This job announcement was posted to The Linguist List just yesterday:
Performance Space 122 in association with Movement Research and Instituto Cervantes seeks an English speaking cognitive linguist for 4 weeks of exploratory research with Spanish choreographer Juan Dominguez.
The individual chosen will provide Juan with the linguistic knowledge and will guide him during one on one research sessions (Nov 26-Dec 14, Mon-Fri, for 3 hours/day) and during a larger workshop with ten participants (Dec 17-21).
During the individual research with Juan, the main focus will be studying how language is built, how we use it, and how we understand reality through language. In the four previous workshops, Juan has tried experiments that influence the way of perceiving time and space through the verbs of movement. This will be a continuation of that research and experimentation.
During the larger workshop the linguist will spend the first two days giving the participants an introduction about verbs with special focus on the verbs of movement. The linguist will be present during the workshop (5 hours/day) as a reference for further questions and of course to give his or her point of view about what the participants will work on. (my emphasis)
PS122 is a legitimate place which promotes itself as a "multi-disciplinary arts center dedicated to finding, developing and presenting new artistic creations from a diversity of cultures and points of view."

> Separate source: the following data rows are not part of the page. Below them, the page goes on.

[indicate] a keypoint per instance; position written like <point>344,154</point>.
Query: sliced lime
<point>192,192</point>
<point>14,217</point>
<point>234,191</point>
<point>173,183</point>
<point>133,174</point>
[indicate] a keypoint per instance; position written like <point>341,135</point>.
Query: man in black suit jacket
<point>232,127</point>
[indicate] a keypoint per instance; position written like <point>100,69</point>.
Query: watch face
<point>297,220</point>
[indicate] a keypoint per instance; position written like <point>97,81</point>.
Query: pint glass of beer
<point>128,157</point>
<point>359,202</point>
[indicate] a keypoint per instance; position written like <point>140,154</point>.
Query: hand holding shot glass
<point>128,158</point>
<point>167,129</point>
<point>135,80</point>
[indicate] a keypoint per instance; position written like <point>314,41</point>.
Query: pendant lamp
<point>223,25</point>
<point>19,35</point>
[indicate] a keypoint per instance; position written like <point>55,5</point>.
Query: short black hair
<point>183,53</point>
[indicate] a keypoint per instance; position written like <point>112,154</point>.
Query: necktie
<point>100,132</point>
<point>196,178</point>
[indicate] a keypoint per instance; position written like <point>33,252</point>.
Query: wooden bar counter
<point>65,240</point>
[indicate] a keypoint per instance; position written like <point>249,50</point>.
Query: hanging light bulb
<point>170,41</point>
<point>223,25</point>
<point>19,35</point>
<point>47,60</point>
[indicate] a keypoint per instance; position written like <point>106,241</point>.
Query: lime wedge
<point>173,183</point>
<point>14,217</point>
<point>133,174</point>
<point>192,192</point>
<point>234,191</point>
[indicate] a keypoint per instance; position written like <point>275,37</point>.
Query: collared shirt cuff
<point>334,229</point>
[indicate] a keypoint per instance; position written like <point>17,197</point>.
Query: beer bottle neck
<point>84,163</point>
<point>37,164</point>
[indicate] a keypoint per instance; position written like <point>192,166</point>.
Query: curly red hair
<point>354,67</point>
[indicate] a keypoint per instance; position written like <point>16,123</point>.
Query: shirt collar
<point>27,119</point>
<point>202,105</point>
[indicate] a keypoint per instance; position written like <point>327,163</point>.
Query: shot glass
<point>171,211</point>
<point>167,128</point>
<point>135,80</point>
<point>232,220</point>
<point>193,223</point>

They're giving themselves 4 weeks with one linguist to figure out
1) how language is built
2) how we use it
3) how we understand reality through language
On top of that, they hope to "influence the way of perceiving time and space through the verbs of movement."
Good Luck.
3 comments:
Its a project with a pretty renowned Spanish choreographer / programmer - which has already been duplicated in Montevideo, Beijing, Vienna and he is currently in San Paulo working on the Portuguese section. It will become a film next year, and the performance the year after...Not seeking definitive answers, but more an investigative process into the relationship of physical movement and language in several cultural contexts / languages - German, Spanish, Chinese, Portugese and English. So the WTF aspect is exactly the point, really. V
Thanks for posting though.
If the outcome is going to be an arts project and not a scholarly paper, I think a month is a pretty decent prep time. They want ideas and inspiration, not necessarily answers.

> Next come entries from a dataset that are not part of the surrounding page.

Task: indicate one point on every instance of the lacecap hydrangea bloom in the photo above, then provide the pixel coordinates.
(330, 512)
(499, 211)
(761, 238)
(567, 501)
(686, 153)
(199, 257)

I'm going back to Vassar next weekend for a cog sci reunion (25th anniversary of the major), and one thing I look forward to asking my old profs is how well they've managed to integrate the art, music and dance departments into the program.
I didn't mean to disparage the artistic intent or value of the project. Sorry if I came across that way. My "WTF" reaction was a first impression of the rather tall order the project had set for itself. These are big questions with no easy answers. Any one of the four things I listed would make for a challenging graduate seminar in linguistics and cognitive science. All four together in 4 weeks is quite a mountain to climb.
BTW, I wasn't joking about the "Dream Job" part either. I have a soft spot for the arts and artists who struggle with big ideas and part of me would love to be the linguist who got to spend time with dancers who want to understand the language of space. I was a student of Talmy and Van Valin and these are the big issues they deal with. (I suspect Len Talmy is the perfect linguist for this too).